Crimes catch up with Naden

By Greg Ansley

Years of narrow escapes and his survival through the cruel winters of the heavy bushland of the Northern Tablelands overshadowed the enormity of his crimes. Photo / Supplied
Years of narrow escapes and his survival through the cruel winters of the heavy bushland of the Northern Tablelands overshadowed the enormity of his crimes. Photo / Supplied

Any lingering romanticism surrounding Malcolm Naden, who eluded police for six years despite one of the biggest manhunts in New South Wales history, evaporated in a Sydney court this week.

Naden was for a time compared to the 19th century bushranger Ned Kelly as he foraged and stole to survive in the state's rugged Northern Tablelands, hiding in bush once traversed by Captain Thunderbolt, another outlaw who evaded capture for seven years.

But victims' statements to the NSW Supreme Court describing the agony of his victims' relatives and the subsequent devastation of his indigenous extended family showed the former abattoir worker as a brutal murderer and sex offender.

He appeared at a sentencing hearing following his earlier guilty pleas to charges of killing his 24-year-old cousin and mother of four Lateesha Nolan, and another cousin's wife, mother of two Kristy Scholes, also 24. Naden also pleaded guilty to the attempted murder of a police officer, indecently assaulting a 15-year-old girl, and charges relating to breaking into and stealing from numerous homes.

Years of narrow escapes and his survival through the cruel winters of the heavy bushland of the Northern Tablelands overshadowed the enormity of his crimes as a new folklore began to build around what some media described as a "master bushman". Police tracked his hideaways from the Western Plains Zoo at Dubbo to remote Lightning Ridge near the Queensland border, an Aboriginal mission at Condobolin, on the Lachlan River west of Sydney, Barrington Tops in the Great Dividing Range, and Kempsey on NSW's far north coast. An initial reward of A$50,000 ($60,400) doubled, then increased again to A$250,000.

Finally police zeroed in on the bushland around Nowendoc, southwest of Port Macquarie, where he had been living both off the land and in empty homes. In March last year he was captured following a brief struggle.

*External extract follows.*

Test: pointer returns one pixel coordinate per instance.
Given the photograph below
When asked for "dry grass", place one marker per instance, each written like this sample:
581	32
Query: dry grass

Naden had gone into hiding in 2005 after the body of Kristy Scholes was found in his room at a Dubbo house. He had locked her two children, both under 5, in the house with their mother's body. Police believed he had killed Lateesha Nolan, who disappeared after dropping her two youngest children off at their grandparents' house. Police found her car on a creek bed, but her body has never been located. Naden had also sexually assaulted his teenage cousin.

In court, victims' statements were read to sentencing Judge Derek Price. He was told how Naden had so terrified relatives that they had slept with weapons close at hand, and how his actions had splintered the family.

Lateesha Nolan's father, Michael Peet, wanted a reason for his daughter's death. "Lateesha trusted you," he said in his statement. "She was family, she was blood, and you betrayed her."

Nolan's mother Joan said Naden had taken her only daughter from her, leaving the family without closure and with pain that had not eased. There could be no traditional Aboriginal burial because the body had never been found. "All we have is a creeky river bed where she died," Joan Nolan said. "Lateesha doesn't deserve this as her last resting place."

The hearing was adjourned until May 2.